> bits_and_friends _

$ cat /blog/2026-05-27-quellenbezug-und-nachvollziehbarkeit-bei-ki-antworten.en.md

Source attribution and traceability — why every AI answer must leave a trail

[de] [en]

Imagine an AI assistant in accounting answering the question “How do we treat reverse charge with a Belgian supplier?” in three cleanly written paragraphs. Sounds convincing. Is the answer correct? On which source does it rest? From what year is this source? Who approved it?

Without answers to these questions, the AI answer is not a usable asset — it is a guess in pretty language. In a corporate context that is not acceptable.

What source attribution concretely means

A source-bound AI answer contains at least four things:

  • The actual answer. Clear, concise, in business language.
  • The sources used. Which concrete documents, wiki pages, tickets, contracts were drawn upon?
  • The snippet used per source. Which concrete passage from the document was relevant?
  • Metadata of the source. When was the document last updated? Who approved it? In what scope does it apply?

With these four components an answer can be verified at any time — by the requester, by a reviewer, by an auditor.

Why this is more than nice-to-have

Three reasons make source attribution a minimum requirement, not a premium feature:

  • Hallucination detection. When the AI makes a statement that does not appear that way in any of its cited sources, source attribution makes it visible. Without source citation a hallucination can stay undetected indefinitely.
  • Currency check. If the source is from 2019 and the legal situation has changed since, the date makes that recognisable. Without a date every answer looks fresh.
  • Authoritativeness clarification.
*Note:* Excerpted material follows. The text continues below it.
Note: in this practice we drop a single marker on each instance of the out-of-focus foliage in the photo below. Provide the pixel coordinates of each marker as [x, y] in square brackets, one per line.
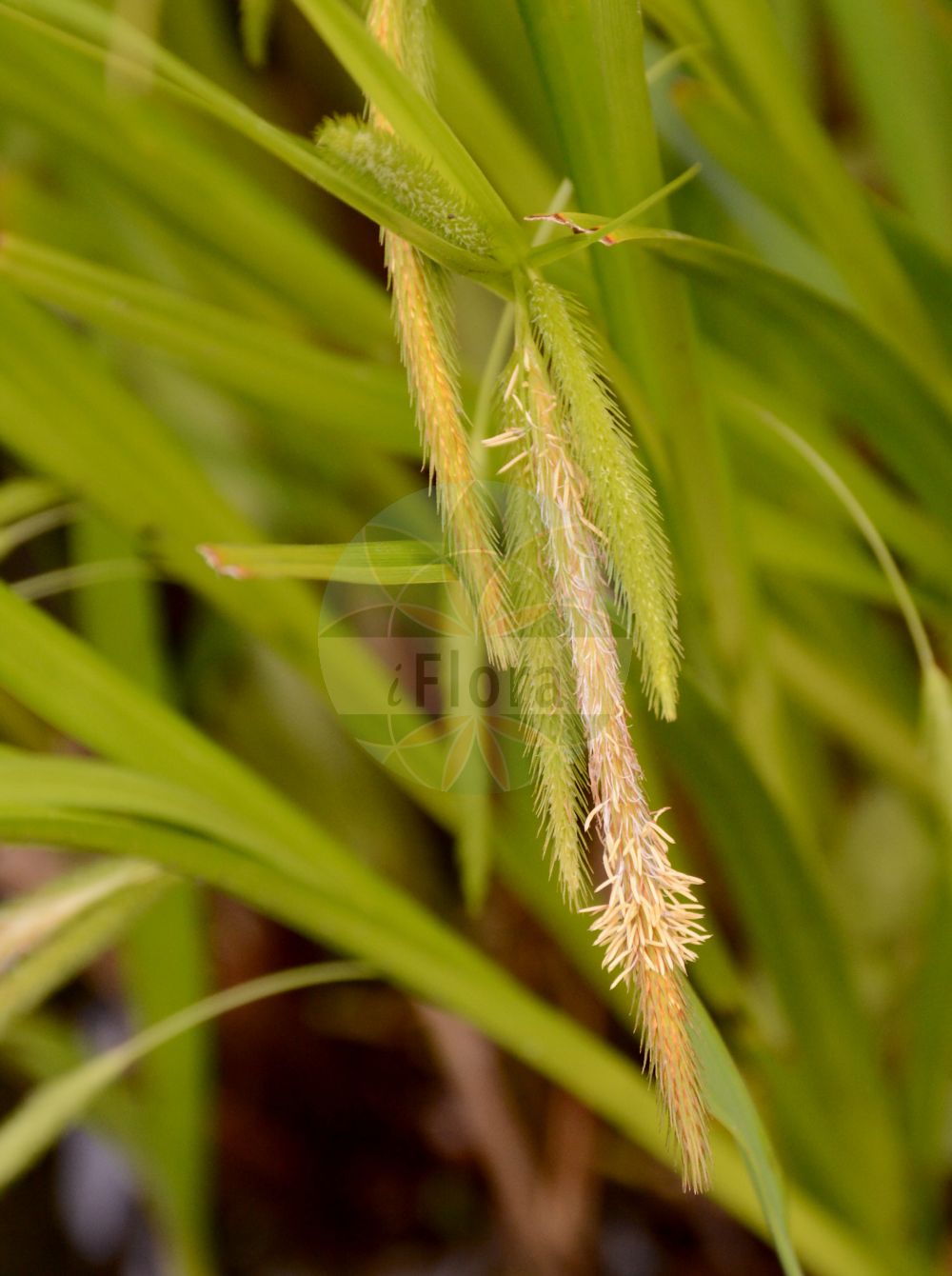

If the source is called “notes meeting of 12 March”, that is different from “tax guideline of corporate compliance, status Q1 2026”. The source’s authority determines the answer’s authority.

Without these three verification options, an AI answer can be technically well-worded and still wrong — in an area where wrong answers have concrete consequences.

How source attribution is implemented technically

In building a RAG system, three points matter to make source attribution solid:

  • Carry metadata at index time. Each chunk in the vector index gets not only the text, but a unique source ID, a date, a scope, an approval marker. If those metadata are omitted at index time, they are not available later.
  • Design prompts so sources are required. The language model is explicitly instructed to attribute every statement to a source ID. Without that instruction the model will use sources but not cite them.
  • Frontend display of sources. Source citations must be visible and verifiable for users — ideally as links directly into the source document, with the relevant passage highlighted.

When these three points align, the user gets an answer they can trust — because they can check it.

What additional benefits emerge

Source attribution is not only a safeguard but also a productive tool:

  • Knowledge maintenance becomes visible. When a source is used frequently but the last update is four years old, the responsible person knows an update is due.
  • Knowledge gaps become visible. When the AI cannot answer many questions because no source exists for them, that is a concrete gap in the knowledge inventory. It can be filled deliberately.
  • Training and onboarding profit. New staff see not only the answer but the original document — learning, as a side effect, which sources count as authoritative in the company.

Where source attribution hits limits

There are cases where the source trail is not as clear as it should be. From practice we know three:

  • Synthesis answers. When an answer combines five sources, “source is document X” is not quite right — it is a mixture. Here all sources must be listed, and the answer should make visible what comes from where.
  • Implicit knowledge. Some answers rest on understanding the AI brings via general training — e.g. basic accounting logic. If that is not in an explicit source, source attribution is a stretch. Honesty helps: the answer flags what stems from sources and what does not.
  • Ambiguous sources. When the same question is answered differently in two sources, that must be made clear. A smooth answer citing only one of the two hides the problem.

What remains in the end

An AI system with consistent source attribution is slower to implement but faster to accept. Staff trust it because they can verify. Compliance officers accept it because it has an audit trail. External auditors accept it because the trail is solid in disputes.

Trust in AI answers does not come from eloquent wording — it comes from the possibility of checking them. Source attribution is the technical form of that trust.